That night, after curfew, Pyotr snuck into Father Klimsov's office, where he turned on the computer, only to be thwarted by its demand for a password. It took almost a month's worth of nights for Pyotr to guess it. But once he did, it was like stepping out of a cave and suddenly seeing the world for what it was. He read and read and read for what seemed like forever, newspapers and magazines from all over the world. He stared mesmerized at photos of places he had never heard of. And then, at some point, at the sight of an error screen, he went behind the Web site into its code base. He studied it for hours, then returned a night later and studied it more, going back and forth between the code and the Web site. He could never explain what happened then, but one night, at the sight of the white screen filled with meaningless symbols, words, and spaces, he suddenly felt it all coalesce. He could see vague outlines in the code of what was being created visually. Soon, he could pore over a wall of computer code and know exactly what would be created by its code.
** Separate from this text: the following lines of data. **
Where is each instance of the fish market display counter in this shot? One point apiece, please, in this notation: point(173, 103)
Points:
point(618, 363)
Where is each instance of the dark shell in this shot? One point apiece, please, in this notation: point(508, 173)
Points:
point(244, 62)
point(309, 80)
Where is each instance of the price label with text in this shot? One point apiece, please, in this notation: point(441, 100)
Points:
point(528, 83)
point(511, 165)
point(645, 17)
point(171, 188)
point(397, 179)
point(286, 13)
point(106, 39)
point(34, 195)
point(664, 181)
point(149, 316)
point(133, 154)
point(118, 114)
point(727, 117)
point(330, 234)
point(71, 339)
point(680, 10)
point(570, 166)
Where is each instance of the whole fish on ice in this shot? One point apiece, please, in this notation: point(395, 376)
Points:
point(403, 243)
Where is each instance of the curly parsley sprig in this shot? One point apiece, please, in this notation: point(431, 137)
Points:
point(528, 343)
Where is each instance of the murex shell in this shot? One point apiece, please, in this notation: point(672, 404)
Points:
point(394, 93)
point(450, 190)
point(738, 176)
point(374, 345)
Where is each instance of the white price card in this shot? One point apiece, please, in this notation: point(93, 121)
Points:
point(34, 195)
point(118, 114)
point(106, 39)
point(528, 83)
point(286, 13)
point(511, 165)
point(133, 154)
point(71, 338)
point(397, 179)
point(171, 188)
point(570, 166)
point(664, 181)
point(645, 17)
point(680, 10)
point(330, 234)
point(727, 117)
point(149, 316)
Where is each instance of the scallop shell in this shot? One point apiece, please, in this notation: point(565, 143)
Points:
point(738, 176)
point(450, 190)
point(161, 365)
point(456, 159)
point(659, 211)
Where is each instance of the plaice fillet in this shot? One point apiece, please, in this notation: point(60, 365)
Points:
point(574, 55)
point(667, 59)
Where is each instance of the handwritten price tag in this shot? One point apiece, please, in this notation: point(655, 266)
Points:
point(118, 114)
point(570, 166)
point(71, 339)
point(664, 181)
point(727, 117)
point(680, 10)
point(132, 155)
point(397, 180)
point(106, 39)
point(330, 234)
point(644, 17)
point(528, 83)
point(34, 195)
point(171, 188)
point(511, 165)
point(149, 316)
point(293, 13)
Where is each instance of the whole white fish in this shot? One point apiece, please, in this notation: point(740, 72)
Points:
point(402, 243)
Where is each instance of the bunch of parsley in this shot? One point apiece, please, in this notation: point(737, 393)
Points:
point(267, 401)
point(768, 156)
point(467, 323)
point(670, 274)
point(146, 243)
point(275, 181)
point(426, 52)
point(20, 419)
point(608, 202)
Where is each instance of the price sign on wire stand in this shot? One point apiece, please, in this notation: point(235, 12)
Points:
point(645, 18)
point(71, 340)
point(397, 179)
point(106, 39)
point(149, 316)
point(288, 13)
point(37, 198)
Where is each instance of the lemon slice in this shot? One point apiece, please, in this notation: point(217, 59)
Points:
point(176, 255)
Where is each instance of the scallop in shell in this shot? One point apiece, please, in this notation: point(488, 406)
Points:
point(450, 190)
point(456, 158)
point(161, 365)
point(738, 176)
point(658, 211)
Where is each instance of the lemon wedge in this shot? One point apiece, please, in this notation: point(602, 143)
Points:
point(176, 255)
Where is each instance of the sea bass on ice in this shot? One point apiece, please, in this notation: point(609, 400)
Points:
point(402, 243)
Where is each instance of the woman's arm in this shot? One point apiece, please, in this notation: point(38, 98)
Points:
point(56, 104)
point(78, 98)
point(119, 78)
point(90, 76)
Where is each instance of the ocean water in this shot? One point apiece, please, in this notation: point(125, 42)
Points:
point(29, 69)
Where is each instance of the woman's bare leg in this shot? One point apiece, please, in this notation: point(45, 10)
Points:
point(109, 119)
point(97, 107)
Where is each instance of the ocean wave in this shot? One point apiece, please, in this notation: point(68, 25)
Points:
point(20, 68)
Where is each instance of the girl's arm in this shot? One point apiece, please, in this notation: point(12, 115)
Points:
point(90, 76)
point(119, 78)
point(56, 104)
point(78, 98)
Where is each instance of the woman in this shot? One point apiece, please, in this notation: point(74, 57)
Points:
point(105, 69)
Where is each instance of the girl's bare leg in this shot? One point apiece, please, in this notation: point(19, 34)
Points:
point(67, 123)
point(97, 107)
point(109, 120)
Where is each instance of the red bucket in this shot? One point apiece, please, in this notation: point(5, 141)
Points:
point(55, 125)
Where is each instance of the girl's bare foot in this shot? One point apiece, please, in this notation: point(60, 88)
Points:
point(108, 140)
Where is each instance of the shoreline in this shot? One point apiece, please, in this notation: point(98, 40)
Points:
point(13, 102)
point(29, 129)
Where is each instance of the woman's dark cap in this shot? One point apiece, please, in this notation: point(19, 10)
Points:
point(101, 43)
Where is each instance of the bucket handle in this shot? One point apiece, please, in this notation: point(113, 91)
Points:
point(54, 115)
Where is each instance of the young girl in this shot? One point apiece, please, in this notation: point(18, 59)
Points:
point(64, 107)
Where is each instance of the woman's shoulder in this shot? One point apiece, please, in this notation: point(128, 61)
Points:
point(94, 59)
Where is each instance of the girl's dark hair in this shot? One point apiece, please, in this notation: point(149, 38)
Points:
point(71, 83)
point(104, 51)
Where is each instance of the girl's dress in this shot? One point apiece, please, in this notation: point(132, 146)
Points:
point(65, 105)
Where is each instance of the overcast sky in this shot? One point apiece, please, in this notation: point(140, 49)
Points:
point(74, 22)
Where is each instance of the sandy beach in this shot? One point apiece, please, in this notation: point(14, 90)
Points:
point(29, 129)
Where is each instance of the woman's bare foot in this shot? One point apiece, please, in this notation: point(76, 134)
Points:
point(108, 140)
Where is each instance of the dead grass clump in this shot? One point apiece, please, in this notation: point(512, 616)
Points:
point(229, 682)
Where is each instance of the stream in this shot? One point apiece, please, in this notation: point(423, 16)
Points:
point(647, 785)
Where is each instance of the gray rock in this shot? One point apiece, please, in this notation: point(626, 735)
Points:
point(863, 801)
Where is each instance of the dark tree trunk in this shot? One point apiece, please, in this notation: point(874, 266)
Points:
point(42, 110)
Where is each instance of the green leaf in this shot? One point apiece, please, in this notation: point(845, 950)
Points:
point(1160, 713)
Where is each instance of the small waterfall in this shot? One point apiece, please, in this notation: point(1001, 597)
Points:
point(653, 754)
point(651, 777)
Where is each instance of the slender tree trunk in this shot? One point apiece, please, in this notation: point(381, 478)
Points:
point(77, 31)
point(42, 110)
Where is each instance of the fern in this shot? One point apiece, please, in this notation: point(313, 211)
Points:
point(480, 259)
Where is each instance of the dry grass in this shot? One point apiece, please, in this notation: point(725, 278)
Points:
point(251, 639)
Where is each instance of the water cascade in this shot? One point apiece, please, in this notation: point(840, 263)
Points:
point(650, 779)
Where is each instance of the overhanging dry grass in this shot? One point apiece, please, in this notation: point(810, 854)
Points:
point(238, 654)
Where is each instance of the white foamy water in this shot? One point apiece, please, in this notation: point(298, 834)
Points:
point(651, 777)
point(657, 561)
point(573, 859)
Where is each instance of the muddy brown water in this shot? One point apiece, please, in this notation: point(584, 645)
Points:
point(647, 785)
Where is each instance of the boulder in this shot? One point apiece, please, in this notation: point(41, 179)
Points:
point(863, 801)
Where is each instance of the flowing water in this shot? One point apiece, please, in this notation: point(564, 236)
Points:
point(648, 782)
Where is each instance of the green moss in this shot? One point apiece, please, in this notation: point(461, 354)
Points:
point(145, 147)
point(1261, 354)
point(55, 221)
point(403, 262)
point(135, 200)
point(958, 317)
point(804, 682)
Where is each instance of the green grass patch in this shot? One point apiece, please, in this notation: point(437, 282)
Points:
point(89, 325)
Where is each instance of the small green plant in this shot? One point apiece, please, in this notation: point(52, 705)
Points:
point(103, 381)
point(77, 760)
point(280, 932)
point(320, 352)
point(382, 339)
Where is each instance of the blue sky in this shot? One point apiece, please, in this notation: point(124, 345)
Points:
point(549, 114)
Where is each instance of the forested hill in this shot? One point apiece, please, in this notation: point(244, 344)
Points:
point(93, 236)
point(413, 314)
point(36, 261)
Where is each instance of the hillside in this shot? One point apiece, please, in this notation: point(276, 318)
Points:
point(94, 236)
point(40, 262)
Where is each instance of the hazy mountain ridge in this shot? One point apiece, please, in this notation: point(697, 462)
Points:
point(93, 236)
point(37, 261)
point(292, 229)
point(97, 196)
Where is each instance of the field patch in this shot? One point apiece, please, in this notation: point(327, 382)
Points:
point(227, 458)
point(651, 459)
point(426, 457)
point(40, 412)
Within a few months, Pyotr taught himself enough programming to hack into the Union Bank of Sevastopol, where he established a bank account and then stole $25,000 from an account inside the bank. He used the money to buy a laptop computer and a wireless router, which he arranged to have delivered to the post office down the street from the orphanage. After splicing the Internet cable that came into the building, he added the router to the orphanage's dusty utilities closet. It was his escape hatch. Every night, he climbed through it, venturing out into a world beyond Saint Anselm by the Sea, beyond Sevastopol, beyond the shores of a country that had bequeathed to him a destroyed and hateful heart.
Sascha was the only person in the world who knew him from the orphanage. Sascha was the only one who knew the truth about Cloud's father. That he hadn't killed himself. That an American had done it, a man with a scar.
He trusted him because when you are orphans together, something happens between you that is stronger even than the ties of siblings. It is what you have when you combine self-hatred and anger, when violence and deceit are inflicted upon you at the youngest of ages; it is the feeling of trying to scratch an itch that will never go away, the itch that is the answer to the question: Why did they leave me?
Why did this happen to me? What did I do to deserve this?
The unsung chorus of the orphan.
Within the hell that is the sole real thing that an orphan possesses, misery pools like molten lava and eventually hardens into rock, then steel. It bonds orphan to orphan, and it can never be broken.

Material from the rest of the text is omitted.